Comments:
Softcover, 128 pages, 94 black-and-white photos and illustrations, 6 color plates
ISBN: 978-1-5267-0786-4
Price: $22.95
Publisher: Pen & Sword
From the publisher: By the time of the 1942 Japanese occupation of the Malay Peninsula and Singapore, the Malayan Communist Party (MCP) had already been fomenting merdeka — independence — from Britain. The Japanese conquerors, however, were also the loathsome enemies of the MCP’s ideological brothers in China. An alliance of convenience with the British was the outcome. Britain armed and trained the MCP’s military wing, the Malayan People’s Anti-Japanese Army (MPAJA), to wage jungle guerrilla warfare against Japanese occupying forces. With the cessation of hostilities, anti-Japanese became anti-British, and, using the same weapons and training fortuitously provided by the British army during the war as the MCP launched a guerrilla war of insurgency.

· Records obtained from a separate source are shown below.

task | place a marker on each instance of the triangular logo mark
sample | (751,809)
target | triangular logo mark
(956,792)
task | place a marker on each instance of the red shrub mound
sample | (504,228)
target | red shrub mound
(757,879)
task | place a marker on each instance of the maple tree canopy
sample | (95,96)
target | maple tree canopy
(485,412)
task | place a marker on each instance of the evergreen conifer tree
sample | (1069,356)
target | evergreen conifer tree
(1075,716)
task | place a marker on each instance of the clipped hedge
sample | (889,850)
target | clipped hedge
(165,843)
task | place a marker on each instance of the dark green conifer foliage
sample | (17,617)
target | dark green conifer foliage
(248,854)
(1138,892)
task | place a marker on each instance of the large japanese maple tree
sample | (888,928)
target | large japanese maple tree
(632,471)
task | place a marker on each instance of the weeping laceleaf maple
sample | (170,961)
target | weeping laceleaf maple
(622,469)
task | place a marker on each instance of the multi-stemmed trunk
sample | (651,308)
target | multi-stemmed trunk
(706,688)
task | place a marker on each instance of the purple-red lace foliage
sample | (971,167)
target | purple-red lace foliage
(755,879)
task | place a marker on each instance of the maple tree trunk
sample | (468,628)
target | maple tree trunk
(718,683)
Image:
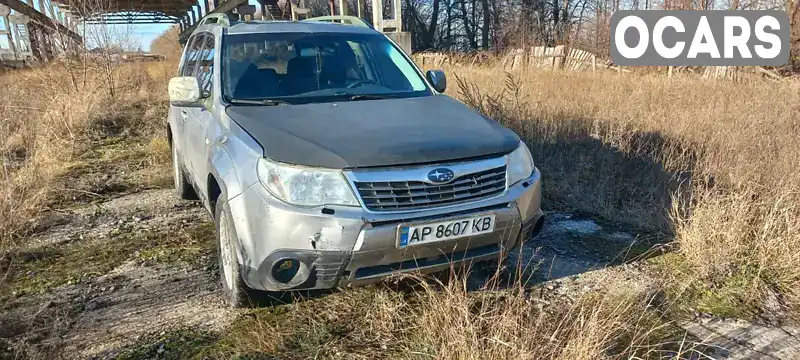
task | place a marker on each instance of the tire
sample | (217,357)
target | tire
(183,188)
(236,292)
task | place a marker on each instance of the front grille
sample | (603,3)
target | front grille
(411,195)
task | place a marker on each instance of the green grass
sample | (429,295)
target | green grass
(182,343)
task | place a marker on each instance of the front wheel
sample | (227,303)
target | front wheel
(236,291)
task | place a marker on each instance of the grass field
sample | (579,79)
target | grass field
(708,167)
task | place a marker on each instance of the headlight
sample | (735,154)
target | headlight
(305,186)
(519,164)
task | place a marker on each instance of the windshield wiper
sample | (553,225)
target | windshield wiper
(265,102)
(368,97)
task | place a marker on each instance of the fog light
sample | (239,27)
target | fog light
(284,270)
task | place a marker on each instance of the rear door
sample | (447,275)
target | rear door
(200,117)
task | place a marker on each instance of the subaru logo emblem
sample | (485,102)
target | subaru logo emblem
(440,175)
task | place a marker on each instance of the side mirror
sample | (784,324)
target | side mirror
(185,91)
(437,79)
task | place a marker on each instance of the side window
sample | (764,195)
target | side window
(205,63)
(192,53)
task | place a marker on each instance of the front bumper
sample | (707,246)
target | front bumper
(347,246)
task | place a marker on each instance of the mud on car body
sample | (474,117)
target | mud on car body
(328,159)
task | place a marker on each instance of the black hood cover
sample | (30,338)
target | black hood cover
(369,133)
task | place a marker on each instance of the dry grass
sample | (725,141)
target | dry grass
(50,116)
(446,321)
(712,164)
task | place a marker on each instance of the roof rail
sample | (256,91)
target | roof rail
(221,19)
(342,19)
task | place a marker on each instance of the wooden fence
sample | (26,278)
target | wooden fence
(575,59)
(557,57)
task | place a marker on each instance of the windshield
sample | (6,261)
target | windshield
(311,67)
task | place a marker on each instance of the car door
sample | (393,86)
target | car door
(180,114)
(199,118)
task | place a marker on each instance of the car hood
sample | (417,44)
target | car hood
(370,133)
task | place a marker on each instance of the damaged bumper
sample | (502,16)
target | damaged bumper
(332,246)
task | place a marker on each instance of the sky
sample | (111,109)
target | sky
(143,34)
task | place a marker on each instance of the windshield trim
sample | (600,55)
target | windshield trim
(428,91)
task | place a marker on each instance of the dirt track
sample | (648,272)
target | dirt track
(173,285)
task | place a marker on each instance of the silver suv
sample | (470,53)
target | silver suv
(327,158)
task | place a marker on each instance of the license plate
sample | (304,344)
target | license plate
(409,235)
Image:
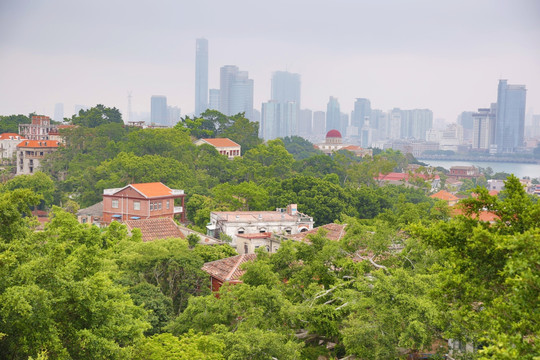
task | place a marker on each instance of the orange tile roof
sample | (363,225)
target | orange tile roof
(228,269)
(253,216)
(152,189)
(39,143)
(153,229)
(483,215)
(221,142)
(11,136)
(333,232)
(264,235)
(444,195)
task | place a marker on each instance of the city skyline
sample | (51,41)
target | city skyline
(446,57)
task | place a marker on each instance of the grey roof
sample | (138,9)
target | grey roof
(95,210)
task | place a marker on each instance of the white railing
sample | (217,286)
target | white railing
(110,191)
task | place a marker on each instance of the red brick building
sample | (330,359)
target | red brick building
(224,146)
(226,270)
(464,172)
(142,201)
(30,154)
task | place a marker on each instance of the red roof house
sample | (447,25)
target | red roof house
(224,146)
(227,270)
(142,201)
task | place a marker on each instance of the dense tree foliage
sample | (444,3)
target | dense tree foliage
(96,116)
(11,123)
(407,274)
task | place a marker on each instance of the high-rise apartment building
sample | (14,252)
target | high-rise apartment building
(158,110)
(510,122)
(535,126)
(319,123)
(465,119)
(270,118)
(416,123)
(286,87)
(173,115)
(278,119)
(484,128)
(236,91)
(333,115)
(201,76)
(362,110)
(214,99)
(59,112)
(305,117)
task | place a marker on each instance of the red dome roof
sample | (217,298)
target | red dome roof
(333,133)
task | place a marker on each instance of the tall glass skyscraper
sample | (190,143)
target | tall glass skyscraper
(236,91)
(286,87)
(158,110)
(333,115)
(362,110)
(201,76)
(510,123)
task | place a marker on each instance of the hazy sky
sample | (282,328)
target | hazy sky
(443,55)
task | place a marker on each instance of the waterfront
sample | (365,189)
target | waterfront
(518,169)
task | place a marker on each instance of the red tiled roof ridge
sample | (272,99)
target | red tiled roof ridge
(39,143)
(444,195)
(151,189)
(5,136)
(221,142)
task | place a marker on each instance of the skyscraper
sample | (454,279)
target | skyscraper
(305,122)
(236,91)
(510,123)
(59,112)
(484,128)
(214,99)
(319,123)
(201,76)
(333,115)
(270,120)
(158,110)
(173,115)
(278,119)
(465,119)
(362,110)
(286,87)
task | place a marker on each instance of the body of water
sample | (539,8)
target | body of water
(518,169)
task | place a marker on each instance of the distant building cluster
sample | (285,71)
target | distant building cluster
(31,145)
(501,127)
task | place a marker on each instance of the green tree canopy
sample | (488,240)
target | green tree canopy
(96,116)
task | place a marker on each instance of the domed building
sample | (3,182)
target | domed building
(334,142)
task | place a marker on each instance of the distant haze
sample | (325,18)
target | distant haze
(443,55)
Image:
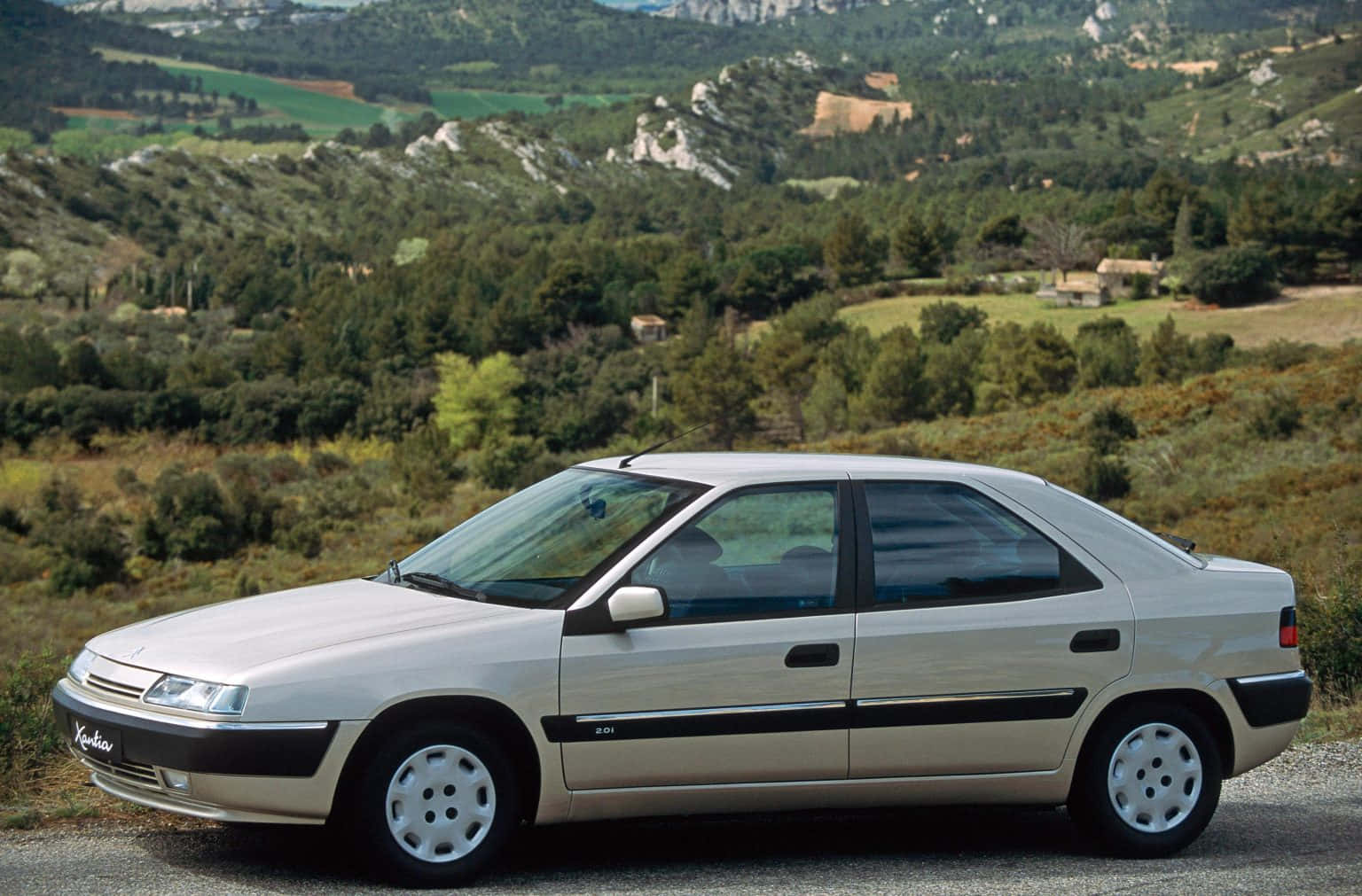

Malaya was of significant strategic and economic importance to Britain. In the face of an emerging Communist regime in China, a British presence in Southeast Asia was imperative. Equally, rubber and tin, largely produced in Malaya by British expatriates, were important to British industry. Typically, the insurgents, dubbed Communist Terrorists, or simply CTs, went about attacking soft targets in remote areas: the rubber plantations and tin mines. In conjunction with this was the implementation of Mao’s dictate of subverting the rural, largely peasant, population to the cause. Twelve years of counter-insurgency operations ensued, as British forces were joined in the conflict by ground, air, and sea units from Australia, New Zealand, Southern and Northern Rhodesia, Fiji and Nyasaland.
FSM says: Deep background on a long-running conflict in this corner of the world.